There was one key factor that knocked U.S. auto sales off track in January: bad weather! Virtually every automaker acknowledged the effect of record cold weather and strong winter storms that hit much of the U.S. last month. As a result, there is every reason to expect a solid bounce in auto sales in the next month or two.
At Ford, January sales retreated 7%. Cars took the brunt of the decline while truck sales came in almost even with January of 2013. Ford executives noted that retail sales were up double-digits in the West, where there were no major weather issues. By contrast, sales dropped significantly in the East, Midwest, and Southeast, which experienced the most severe weather.
Not surprisingly, few people want to go look at new cars on a dealer lot on a frigid day. However, retail sales weren't the only part of the industry to see a weather-related sales slump. Ford reported that some of its fleet deliveries were also delayed because of problems at its factories caused by the cold weather.
Toyota's sales also dropped 7% year over year. The company's luxury Lexus division actually posted a solid 8.8% increase, largely because of a large sales gain for the recently redesigned Lexus IS. However, this was offset by big sales drops for some of Toyota's high-volume car models, including the Camry and Prius.
General Motors saw an even steeper decline, with retail sales down 10% and fleet deliveries down 18% for a total drop of 12%. Sales of GM's new pickups remained slow because of the company's commitment to holding down incentive spending; Chevy Silverado sales dropped 18.4% and GMC Sierra sales fell 13.5%.
On the other hand, Honda had a relatively good month, with sales down just 2%. The Acura luxury division was particularly strong, setting monthly sales records for the MDX and RDX SUVs.

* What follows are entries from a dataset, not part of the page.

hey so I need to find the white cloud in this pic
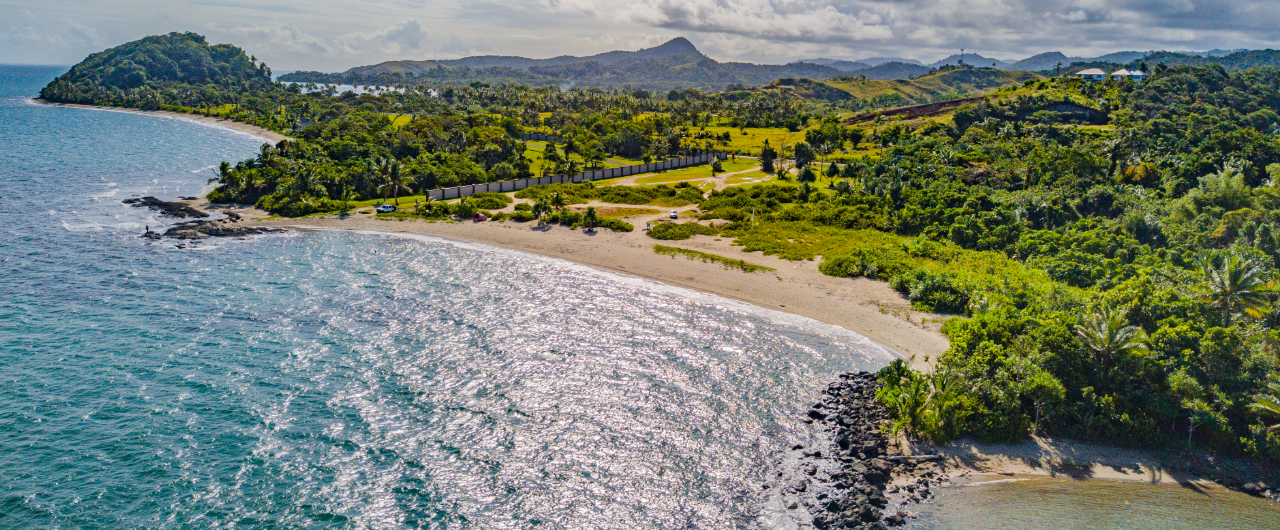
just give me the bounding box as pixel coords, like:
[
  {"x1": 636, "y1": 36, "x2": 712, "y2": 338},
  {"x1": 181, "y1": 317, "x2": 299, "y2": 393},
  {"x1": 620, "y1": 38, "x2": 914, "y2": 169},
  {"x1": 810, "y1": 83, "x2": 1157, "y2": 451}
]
[
  {"x1": 224, "y1": 20, "x2": 428, "y2": 56},
  {"x1": 336, "y1": 19, "x2": 429, "y2": 55},
  {"x1": 3, "y1": 0, "x2": 1280, "y2": 69},
  {"x1": 545, "y1": 0, "x2": 892, "y2": 42}
]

This was offset by a modest drop for the Honda nameplate.
Fundamentals remain good
Weather may have stymied dealer traffic last month, but this represents a very short-term problem for automakers. They should be able to recapture almost all of the lost demand in February and March.

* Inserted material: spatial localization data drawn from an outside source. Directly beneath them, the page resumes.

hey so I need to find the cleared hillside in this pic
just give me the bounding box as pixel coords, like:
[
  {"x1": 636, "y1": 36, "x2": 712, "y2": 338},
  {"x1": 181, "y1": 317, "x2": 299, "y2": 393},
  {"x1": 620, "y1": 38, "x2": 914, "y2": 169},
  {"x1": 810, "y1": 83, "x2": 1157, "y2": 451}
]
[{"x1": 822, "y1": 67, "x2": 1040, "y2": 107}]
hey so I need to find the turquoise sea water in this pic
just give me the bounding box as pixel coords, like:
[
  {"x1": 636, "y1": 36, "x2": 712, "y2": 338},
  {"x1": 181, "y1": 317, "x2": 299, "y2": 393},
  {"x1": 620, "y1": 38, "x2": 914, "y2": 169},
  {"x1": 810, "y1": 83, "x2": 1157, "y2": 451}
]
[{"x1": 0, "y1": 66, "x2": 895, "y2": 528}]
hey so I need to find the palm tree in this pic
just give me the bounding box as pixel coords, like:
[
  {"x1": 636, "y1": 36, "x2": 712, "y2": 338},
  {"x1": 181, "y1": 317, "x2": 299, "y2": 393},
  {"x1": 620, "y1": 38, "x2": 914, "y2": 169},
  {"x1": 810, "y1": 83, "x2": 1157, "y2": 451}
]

Moreover, the fundamentals of the U.S. auto market still look good. The U.S. economy has been adding jobs slowly but surely over the last few years. Housing demand is improving, and this helps automakers because rising home prices makes homeowners more confident in their financial position, and because a rebound in new-home construction will drive pickup demand in the construction industry.

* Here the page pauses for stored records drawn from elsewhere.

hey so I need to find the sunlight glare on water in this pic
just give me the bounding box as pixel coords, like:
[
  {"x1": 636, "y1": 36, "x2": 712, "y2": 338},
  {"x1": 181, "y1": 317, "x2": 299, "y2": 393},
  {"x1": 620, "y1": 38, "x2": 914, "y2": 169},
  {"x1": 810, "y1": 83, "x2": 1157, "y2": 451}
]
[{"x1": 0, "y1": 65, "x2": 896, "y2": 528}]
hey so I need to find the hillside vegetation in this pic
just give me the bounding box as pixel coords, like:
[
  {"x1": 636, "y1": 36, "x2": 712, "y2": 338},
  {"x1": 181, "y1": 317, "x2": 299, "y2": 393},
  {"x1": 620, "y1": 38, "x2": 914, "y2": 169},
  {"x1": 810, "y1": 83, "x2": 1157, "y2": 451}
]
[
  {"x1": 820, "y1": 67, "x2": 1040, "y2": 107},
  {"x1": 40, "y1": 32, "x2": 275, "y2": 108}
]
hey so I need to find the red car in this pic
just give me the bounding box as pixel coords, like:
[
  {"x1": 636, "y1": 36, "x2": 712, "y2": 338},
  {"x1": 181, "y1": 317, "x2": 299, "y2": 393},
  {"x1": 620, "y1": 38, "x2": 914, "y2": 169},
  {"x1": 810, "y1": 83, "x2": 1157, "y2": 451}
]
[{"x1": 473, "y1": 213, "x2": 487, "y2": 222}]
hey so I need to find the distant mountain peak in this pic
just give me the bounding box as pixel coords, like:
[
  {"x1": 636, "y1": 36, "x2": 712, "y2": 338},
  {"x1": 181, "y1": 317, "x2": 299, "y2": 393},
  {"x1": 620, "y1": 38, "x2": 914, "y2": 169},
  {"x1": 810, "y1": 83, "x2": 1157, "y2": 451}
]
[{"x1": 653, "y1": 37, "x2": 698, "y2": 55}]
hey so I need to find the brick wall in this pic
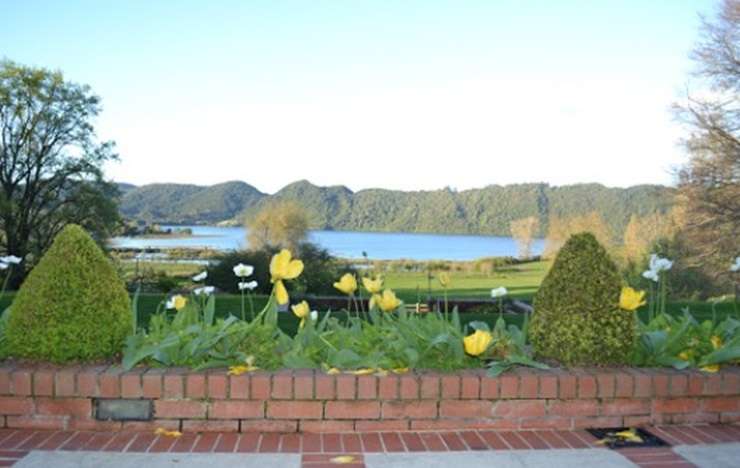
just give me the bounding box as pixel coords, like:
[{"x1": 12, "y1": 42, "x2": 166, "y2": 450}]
[{"x1": 0, "y1": 365, "x2": 738, "y2": 432}]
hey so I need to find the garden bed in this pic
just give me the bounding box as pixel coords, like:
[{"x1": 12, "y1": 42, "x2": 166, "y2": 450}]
[{"x1": 1, "y1": 364, "x2": 737, "y2": 433}]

Lastly, gasoline prices have remained moderate in recent months and are currently $0.25 per gallon below their level at this time last year. This provides some extra room in household budgets. Most importantly, as car buyers have become less concerned about fuel prices, sales of more profitable (but less fuel-efficient) SUVs and luxury cars have rebounded.
The long-term outlook for automakers continues to look bright. Developed economies are recovering from the Great Recession, while developing countries provide huge long-term growth potential because of the expansion of the middle class in places like China. However, some investors appear to have panicked because of a few weak data points that have emerged in recent months, causing a broad pullback in auto stocks.
This is nothing to worry about. In fact, investors who missed out on auto stocks' strong 2013 performance now have an opportunity to put some money to work at more attractive prices. Over the next five years, there is far more upside than downside for investors in the auto sector.